Impianti sciistici, apertura rinviata Ciminelli: ma si può ancora sperare

25 Novembre 2020

Il presidente del comitato regionale Fisi: se si abbassano i contagi il premier Conte potrebbe ripensarci Sulla sicurezza: «Punti di primo soccorso sulle piste e poi in ospedali “Covid free” per evitare rischi»

L’AQUILA. Il tema della riapertura degli impianti incide fortemente sull’economia di ampie fette del territorio regionale e sull’attività sportiva e agonistica degli atleti abruzzesi. La chiusura del presidente del Consiglio, Giuseppe Conte, il quale ha dichiarato che non intende riaprire gli impianti durante il periodo delle festività natalizie è un colpo difficile da assorbire. Il presidente del comitato regionale Fisi, Angelo Ciminelli, è possibilista. «Chiaramente ci auguriamo», sottolinea, «che nelle prossime settimane i contagi possano abbassarsi e che il presidente Conte possa rivedere la posizione sugli impianti di risalita. Questo significherebbe rientrare in una situazione sanitaria sostenibile con la prospettiva concreta di poter riaprire gli impianti di risalita al pubblico. Ricordo che a oggi in Italia gli impianti sono aperti solo agli atleti di interesse nazionale che la federazione il 6 novembre ha identificato nella categoria giovani e master. Da ieri ha esteso il provvedimento anche alle altre categorie giovanili e quindi sono tutti considerati di interesse nazionale. Tale delibera andrà in vigore dal 30 novembre».
Negli ambienti federali abruzzesi circola un pizzico di ottimismo. Sul discorso-sicurezza Ciminelli è propositivo: «Mi faccio promotore di un'idea che deve aiutare tutto il sistema a venirci incontro e noi ad andare incontro al sistema. Mi riferisco al sistema sanitario, che non dovremo assolutamente rischiare di appesantire quando si riaprirà la stagione invernale. Cioè, invito tutte le stazioni sciistiche della nostra regione a dotarsi di un piccolo punto di primo soccorso, così da risolvere in loco eventuali piccoli infortuni che dovessero colpire gli sciatori. Senza quindi doversi recare in ospedale, anche per banali infortuni, perché è evidente che in questa fase ci sono interventi di altro tipo che devono avere la priorità.
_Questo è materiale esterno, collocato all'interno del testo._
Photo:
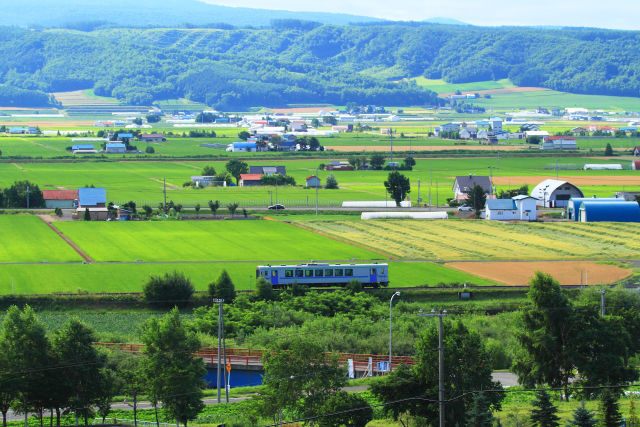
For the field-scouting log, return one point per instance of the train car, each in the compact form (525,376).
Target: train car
(282,276)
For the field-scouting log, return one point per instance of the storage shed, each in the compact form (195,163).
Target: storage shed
(575,203)
(553,193)
(610,211)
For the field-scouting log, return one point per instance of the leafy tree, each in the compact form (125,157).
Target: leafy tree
(16,195)
(480,414)
(208,171)
(547,354)
(171,289)
(264,290)
(331,183)
(544,413)
(609,410)
(237,168)
(223,288)
(84,379)
(377,161)
(232,208)
(214,206)
(174,374)
(583,418)
(397,186)
(359,415)
(608,151)
(300,379)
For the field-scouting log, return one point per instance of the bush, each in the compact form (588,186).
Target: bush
(172,289)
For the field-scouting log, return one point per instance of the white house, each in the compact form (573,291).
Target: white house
(519,208)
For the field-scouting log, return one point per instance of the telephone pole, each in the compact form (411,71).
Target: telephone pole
(219,301)
(440,314)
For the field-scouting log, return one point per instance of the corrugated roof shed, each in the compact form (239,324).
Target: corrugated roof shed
(91,196)
(612,211)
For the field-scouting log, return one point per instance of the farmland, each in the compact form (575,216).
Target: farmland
(476,240)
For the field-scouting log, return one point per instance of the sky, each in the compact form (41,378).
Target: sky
(619,14)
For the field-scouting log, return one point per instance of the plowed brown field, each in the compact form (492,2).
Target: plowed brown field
(565,272)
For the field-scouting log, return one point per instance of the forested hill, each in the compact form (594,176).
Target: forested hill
(295,62)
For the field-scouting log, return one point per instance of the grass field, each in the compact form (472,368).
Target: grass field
(26,238)
(475,240)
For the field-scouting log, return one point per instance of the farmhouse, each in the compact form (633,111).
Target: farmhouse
(249,179)
(519,208)
(268,170)
(243,147)
(610,211)
(115,148)
(152,137)
(463,184)
(60,198)
(553,193)
(313,182)
(559,143)
(575,203)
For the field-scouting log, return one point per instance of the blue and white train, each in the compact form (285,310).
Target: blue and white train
(282,276)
E oltre a questo l’auspicio è che la Regione si organizzi per individuare degli ospedali “Covid free” dislocati sul territorio regionale, così da poter trasportare infortunati».
Come evitare gli assembramenti negli impianti di risalita è un tema di attualità. «Esiste tutto un protocollo», dichiara il presidente del comitato regionale Fisi, «che, se rispettato, non creerà alcun problema in tema di mancato distanziamento fisico. Un protocollo già sperimentato, funziona bene, certo ci saranno delle piccole limitazioni ma in questo momento non è certo questo che ci fa paura. E anche gli utenti si adegueranno. Inoltre voglio sottolineare che le peculiarità degli sport invernali, che si svolgono all'aria aperta e con una serie di protezioni già abitualmente utilizzate, sono un punto a nostro favore».
Fatti salvi gli atleti e gli eventi di interesse nazionale, la federazione abruzzese prevede una stagione sportiva «sulla carta più che buona», dice ancora Ciminelli, «come conferma anche il calendario che abbiamo diramato visionabile sul nostro sito e sulla nostra pagina social. Nei giorni scorsi si è anche aggiunta una prova di Coppa Italia giovanile per quanto riguarda lo sci di fondo, prevista il 16 e 17 gennaio a Alfedena».